With regards to attendance at the tournament that can be blamed on two things: the recession and the venue. England fans were warned on multiple occasions about the potential trouble in Poland and the Ukraine, whilst economic struggles meant many ruled out the trip from the offset. This has led to the noticeable lack of England supporters at the tournament, and should I add understandably so.
Yet if we’re honest these are no the only factors. Heading into the competition with a new manager and system, not many people rated England’s chances of progressing out of Group D, never mind their quarterfinal prospects. Such an unusual lack of optimism was evident: a fraction of the usual England flags have been displayed in streets and on cars around the country.
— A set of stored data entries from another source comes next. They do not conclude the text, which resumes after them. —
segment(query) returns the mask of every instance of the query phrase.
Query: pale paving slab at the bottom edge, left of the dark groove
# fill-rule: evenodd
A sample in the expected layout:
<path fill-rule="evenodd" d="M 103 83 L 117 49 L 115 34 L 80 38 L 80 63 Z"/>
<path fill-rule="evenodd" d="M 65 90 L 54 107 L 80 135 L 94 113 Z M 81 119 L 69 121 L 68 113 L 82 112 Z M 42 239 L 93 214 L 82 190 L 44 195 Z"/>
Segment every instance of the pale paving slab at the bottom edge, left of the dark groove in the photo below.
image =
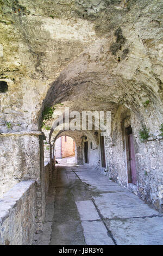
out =
<path fill-rule="evenodd" d="M 102 221 L 82 222 L 86 245 L 114 245 Z"/>

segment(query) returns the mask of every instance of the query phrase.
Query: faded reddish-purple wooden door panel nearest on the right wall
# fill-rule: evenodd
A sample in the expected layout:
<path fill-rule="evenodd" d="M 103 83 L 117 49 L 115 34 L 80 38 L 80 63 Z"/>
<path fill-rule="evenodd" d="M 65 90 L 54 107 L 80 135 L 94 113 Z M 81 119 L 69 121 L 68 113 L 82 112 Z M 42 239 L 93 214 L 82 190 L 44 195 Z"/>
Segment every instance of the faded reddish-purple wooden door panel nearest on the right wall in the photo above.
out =
<path fill-rule="evenodd" d="M 133 133 L 130 133 L 128 135 L 128 144 L 129 144 L 129 161 L 130 161 L 130 170 L 131 170 L 131 183 L 136 185 L 136 162 L 135 162 Z"/>

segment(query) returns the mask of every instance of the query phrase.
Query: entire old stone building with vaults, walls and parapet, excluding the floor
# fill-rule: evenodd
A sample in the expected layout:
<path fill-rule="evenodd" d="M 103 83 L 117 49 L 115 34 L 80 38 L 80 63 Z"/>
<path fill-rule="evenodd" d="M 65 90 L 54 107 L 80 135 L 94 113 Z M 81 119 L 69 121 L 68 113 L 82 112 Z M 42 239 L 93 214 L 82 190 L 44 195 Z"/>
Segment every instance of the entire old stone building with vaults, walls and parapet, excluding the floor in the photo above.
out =
<path fill-rule="evenodd" d="M 159 0 L 0 1 L 0 244 L 41 232 L 61 136 L 162 213 L 162 36 Z M 63 129 L 65 107 L 111 112 L 110 135 Z"/>

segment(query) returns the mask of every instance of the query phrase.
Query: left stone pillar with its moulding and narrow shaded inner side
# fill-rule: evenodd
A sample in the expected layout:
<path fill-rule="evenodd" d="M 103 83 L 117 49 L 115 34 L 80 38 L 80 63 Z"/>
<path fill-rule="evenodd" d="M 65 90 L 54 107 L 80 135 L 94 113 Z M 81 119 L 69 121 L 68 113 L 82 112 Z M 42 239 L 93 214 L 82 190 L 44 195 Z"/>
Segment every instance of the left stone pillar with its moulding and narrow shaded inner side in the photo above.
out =
<path fill-rule="evenodd" d="M 45 217 L 45 172 L 42 132 L 2 133 L 0 170 L 1 196 L 20 181 L 36 180 L 36 226 L 42 229 Z"/>

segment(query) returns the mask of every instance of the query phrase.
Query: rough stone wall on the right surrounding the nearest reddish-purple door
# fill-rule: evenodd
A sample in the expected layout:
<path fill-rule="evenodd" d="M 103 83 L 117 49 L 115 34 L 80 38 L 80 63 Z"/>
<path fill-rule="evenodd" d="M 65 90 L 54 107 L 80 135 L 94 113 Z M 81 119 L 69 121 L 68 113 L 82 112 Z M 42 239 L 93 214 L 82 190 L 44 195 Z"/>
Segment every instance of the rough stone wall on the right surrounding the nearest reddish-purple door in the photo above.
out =
<path fill-rule="evenodd" d="M 149 120 L 148 120 L 149 121 Z M 156 122 L 156 120 L 155 120 Z M 149 127 L 148 123 L 147 127 Z M 136 160 L 136 186 L 129 181 L 127 141 L 125 128 L 131 125 L 134 136 L 134 151 Z M 112 122 L 111 137 L 105 138 L 106 157 L 108 162 L 108 177 L 118 184 L 128 187 L 142 199 L 153 204 L 156 209 L 163 210 L 163 172 L 162 172 L 162 137 L 153 135 L 149 129 L 149 137 L 141 142 L 139 115 L 121 106 L 118 108 Z"/>

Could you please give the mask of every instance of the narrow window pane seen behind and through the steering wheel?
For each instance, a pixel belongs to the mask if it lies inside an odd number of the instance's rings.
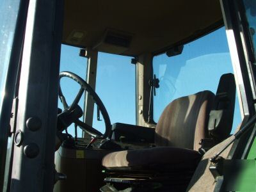
[[[60,72],[69,71],[77,74],[79,77],[86,79],[86,70],[87,70],[87,58],[83,58],[79,56],[78,47],[72,47],[68,45],[61,45],[61,58],[60,58]],[[65,99],[67,100],[67,104],[70,105],[75,99],[77,93],[79,92],[80,86],[76,81],[63,77],[60,82],[61,91]],[[84,93],[79,100],[80,108],[84,109]],[[60,99],[58,100],[58,108],[63,109],[63,104]],[[83,116],[80,118],[83,121]],[[77,129],[77,136],[82,137],[82,130]],[[74,124],[68,127],[68,133],[75,136],[75,128]]]

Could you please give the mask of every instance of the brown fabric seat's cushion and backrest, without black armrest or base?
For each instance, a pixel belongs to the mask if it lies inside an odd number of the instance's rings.
[[[156,147],[112,152],[102,159],[102,165],[112,171],[193,173],[202,157],[198,152],[199,142],[208,136],[214,96],[210,91],[203,91],[173,100],[157,123]]]

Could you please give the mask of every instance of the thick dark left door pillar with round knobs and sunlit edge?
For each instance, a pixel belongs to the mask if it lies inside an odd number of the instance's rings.
[[[63,1],[29,1],[10,191],[54,186],[62,25]]]

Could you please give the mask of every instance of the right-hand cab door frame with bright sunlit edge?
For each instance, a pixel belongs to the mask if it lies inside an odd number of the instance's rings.
[[[236,73],[237,90],[240,90],[239,99],[241,100],[241,113],[244,115],[243,124],[255,114],[255,66],[252,62],[252,49],[248,44],[248,33],[244,28],[243,2],[221,0],[221,10],[227,32],[228,46],[232,65]],[[256,127],[246,132],[242,138],[234,142],[229,153],[233,159],[244,159],[248,154],[248,149],[252,145],[256,135]]]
Even the lack of a proper England song (sorry Chris Kamara) shows that initially we didn’t believe.
It is this realism that has mattered so dearly to England’s campaign in these European Championships. The lack of optimism in the country has seen this group of players unify in an effort to prove us wrong. We have seen England teams before, full of egos and attitudes, be adored by us fans and thus fail to really be motivated for success. Our lack of optimism has helped cultivate an ‘us against the world mentality’ that this England team desperately needed, an attitude that has played an important role in their progression in this tournament.
The attitude heading into England’s loss to Italy this Sunday was somewhat different, the optimism returned and England failed again at the quarterfinal level.
With Roy Hodgson at the helm, a better than expected Euros and a wealth of young talent giving good performances on the international stage, expectations for the 2014 World Cup campaign should be high for England fans.
Yet perhaps if we’re not too optimistic, they might just win that one.